# B13 mods



## Guest (Mar 2, 2003)

I got a 1992 Sentra i want to know of any mods that i can do to it .Got any ideas???


----------



## aztecred92 (Jun 17, 2002)

use this button







and you'll find lots of stuff.


----------



## Guest (Mar 3, 2003)

I just ran across this site. Looks like some interesting B13 stuff here, he seems to have done his homework re suspensions.

http://www.geocities.com/g_wellwood/automotive/sentraspringsandstruts.html


----------



## Skinny G (May 9, 2002)

Hey, that's my site!

Yes, I've been trying to record everything I learn and discover on the Sentra. Trying to make the information a bit easier for others to find.

Unfortunately, I do not cater to chrome and body kits and clear corners. I am strictly performance handling for Solo II competition. It's still a work in progress, but so are all of our cars.

Please do check out the site, and feel free to email with any questions or for any clarifications.

Thanks!

Greg "not frequenting the forums so much anymore" Wellwood


----------



## eugenefl (Apr 3, 2003)

Skinny G said:


> *Hey, that's my site!
> 
> *


Wow! Great site. I actually found it searching the web and thought I'd hop on NissanForums to see if this had been posted already. I guess it has! 
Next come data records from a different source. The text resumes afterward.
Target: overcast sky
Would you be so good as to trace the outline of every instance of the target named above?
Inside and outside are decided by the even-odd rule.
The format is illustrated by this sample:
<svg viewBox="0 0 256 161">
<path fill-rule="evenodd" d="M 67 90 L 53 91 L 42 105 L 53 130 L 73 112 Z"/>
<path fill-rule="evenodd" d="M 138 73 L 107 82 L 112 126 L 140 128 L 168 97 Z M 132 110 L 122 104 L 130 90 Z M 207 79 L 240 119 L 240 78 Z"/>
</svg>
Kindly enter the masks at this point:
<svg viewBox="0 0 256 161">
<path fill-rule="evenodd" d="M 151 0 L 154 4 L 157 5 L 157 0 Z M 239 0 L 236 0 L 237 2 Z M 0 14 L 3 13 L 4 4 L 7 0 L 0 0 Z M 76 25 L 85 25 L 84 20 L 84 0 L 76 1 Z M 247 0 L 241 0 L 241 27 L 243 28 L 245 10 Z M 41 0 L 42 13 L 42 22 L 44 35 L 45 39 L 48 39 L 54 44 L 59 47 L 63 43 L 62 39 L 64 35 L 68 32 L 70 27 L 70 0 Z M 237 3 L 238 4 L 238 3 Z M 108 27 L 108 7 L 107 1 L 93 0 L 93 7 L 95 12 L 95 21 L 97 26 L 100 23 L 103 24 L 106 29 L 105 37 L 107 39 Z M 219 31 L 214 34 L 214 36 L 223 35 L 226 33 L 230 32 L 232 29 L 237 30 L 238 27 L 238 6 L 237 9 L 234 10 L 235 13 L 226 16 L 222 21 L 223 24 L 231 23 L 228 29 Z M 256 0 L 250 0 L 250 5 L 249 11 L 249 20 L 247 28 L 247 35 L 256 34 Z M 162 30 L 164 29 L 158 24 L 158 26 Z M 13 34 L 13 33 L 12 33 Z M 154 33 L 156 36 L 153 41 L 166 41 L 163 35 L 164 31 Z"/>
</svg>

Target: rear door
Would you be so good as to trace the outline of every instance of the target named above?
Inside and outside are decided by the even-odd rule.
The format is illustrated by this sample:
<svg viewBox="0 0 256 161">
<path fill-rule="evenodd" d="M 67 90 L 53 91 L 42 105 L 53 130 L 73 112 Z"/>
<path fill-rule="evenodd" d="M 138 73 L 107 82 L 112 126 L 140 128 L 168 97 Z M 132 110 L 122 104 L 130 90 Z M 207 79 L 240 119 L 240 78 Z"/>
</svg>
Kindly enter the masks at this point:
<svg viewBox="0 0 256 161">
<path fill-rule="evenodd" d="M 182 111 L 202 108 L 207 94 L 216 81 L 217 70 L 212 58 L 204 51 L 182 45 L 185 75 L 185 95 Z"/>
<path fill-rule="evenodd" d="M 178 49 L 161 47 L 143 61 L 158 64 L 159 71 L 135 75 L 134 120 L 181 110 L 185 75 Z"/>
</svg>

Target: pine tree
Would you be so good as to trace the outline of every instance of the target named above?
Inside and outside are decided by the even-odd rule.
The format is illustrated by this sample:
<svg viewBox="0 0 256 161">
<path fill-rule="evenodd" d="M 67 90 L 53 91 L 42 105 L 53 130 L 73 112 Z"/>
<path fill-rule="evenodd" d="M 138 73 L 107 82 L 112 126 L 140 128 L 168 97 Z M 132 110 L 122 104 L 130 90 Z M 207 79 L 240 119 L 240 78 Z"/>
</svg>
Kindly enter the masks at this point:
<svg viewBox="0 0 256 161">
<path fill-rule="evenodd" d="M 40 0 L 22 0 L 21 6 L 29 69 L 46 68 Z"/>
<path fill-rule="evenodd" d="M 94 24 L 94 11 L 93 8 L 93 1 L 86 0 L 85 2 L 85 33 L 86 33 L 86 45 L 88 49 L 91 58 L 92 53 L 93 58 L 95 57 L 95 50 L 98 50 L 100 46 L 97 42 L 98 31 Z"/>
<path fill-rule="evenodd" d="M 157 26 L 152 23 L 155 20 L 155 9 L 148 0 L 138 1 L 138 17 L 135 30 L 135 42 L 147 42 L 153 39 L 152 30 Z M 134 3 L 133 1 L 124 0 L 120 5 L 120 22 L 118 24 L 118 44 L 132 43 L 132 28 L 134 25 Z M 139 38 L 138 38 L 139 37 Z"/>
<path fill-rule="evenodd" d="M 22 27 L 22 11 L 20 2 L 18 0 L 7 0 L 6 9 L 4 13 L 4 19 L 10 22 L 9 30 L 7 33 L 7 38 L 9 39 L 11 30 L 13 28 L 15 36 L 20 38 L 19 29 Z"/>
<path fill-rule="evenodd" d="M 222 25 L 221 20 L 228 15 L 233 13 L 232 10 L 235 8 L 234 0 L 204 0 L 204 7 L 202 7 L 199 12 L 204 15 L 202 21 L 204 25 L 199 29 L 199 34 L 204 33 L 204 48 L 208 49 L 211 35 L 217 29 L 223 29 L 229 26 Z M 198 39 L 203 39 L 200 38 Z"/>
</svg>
I just recently order my Eibach Sportlines and KYB/AGX's and am just waiting for the delivery guy to show up with them. I have some Koni bumpstops sitting on the kitchen table already. I am truly excited to get it all installed. 

It was good to read about your impressions of the drive and ride quality with your different setups. It is certainly nice to read information based on someone's experiences rather than echo info.

I tell ya, I truly have to admire your level of documentation. Great stuff! I only with there was a site like this dedicated to the GA16DE to SR20DET swap!!!


----------



## seryusly (Oct 24, 2002)

that is a great site. it answered a few questions that i have been wondering. thanx.


----------